Trump ise bu tasarıya destek verdiğini belirterek, tüm Kongre üyelerini "evet" oyu vermeye davet etti ve masasına gelir gelmez onaylayacağını söyledi.
Daha önce Beyaz Saray'da sigorta şirketleri temsilcileriyle bir araya gelmiş ve burada şirketlerin virüs testleri üzerinden alınan katkı paylarının kaldırılması noktasında düzenlemelere gidilmesi kararlaştırılmıştı.
TEST SAYISININ ARTMASIYLA VAKA SAYILARI YÜKSELİŞE GEÇEBİLİR
Öte yandan ABD'de bazı tahminlerde bulunan uzmanlar, test sayılarının yeterli sayıya ulaşması durumunda Kovid-19 vaka sayıları ile ilgili ülkeyi yeni bir tablonun beklediğini savunuyor.
Johns Hopkins Üniversitesinden Prof.
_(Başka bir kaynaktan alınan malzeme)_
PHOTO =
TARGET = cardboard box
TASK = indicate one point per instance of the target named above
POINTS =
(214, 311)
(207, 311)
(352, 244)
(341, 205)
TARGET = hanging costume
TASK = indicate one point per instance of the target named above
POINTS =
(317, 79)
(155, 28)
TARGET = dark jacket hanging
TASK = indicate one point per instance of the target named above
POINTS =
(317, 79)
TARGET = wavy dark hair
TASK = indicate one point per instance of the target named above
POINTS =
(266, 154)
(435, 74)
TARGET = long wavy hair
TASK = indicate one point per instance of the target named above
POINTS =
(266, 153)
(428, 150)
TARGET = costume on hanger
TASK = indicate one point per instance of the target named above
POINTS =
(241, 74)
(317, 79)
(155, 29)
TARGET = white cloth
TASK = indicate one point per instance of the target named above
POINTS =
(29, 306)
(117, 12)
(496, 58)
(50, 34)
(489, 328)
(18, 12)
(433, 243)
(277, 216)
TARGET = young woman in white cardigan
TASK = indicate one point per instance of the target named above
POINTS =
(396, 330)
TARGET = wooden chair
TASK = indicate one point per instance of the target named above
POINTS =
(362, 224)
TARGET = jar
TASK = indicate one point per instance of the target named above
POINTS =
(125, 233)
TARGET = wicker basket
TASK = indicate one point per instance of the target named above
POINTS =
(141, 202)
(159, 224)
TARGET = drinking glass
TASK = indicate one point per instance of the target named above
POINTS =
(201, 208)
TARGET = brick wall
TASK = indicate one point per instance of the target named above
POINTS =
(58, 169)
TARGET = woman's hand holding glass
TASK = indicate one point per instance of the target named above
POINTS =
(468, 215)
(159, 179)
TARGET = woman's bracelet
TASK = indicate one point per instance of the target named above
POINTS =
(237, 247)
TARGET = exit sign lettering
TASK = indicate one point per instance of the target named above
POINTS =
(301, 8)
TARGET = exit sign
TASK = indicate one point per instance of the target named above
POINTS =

Dr. Marty Makary, cumartesi günü yaptığı konuşmada, açıklanan verilere güvenilmemesi gerektiğini belirterek, "Gerçek vaka sayısı 50 bin ila 500 bin arasında olabilir." uyarısında bulundu.
Bu arada, CDC'nin yaptığı "en kötü senaryo" tahminlerine, cuma günü New York Times gazetesi ulaştı. Buna göre, en kötü senaryoda virüs nedeniyle ülkede 160 ila 214 milyon insan hastalanabilir, 1,7 milyon kişi de yaşamını yitirebilir.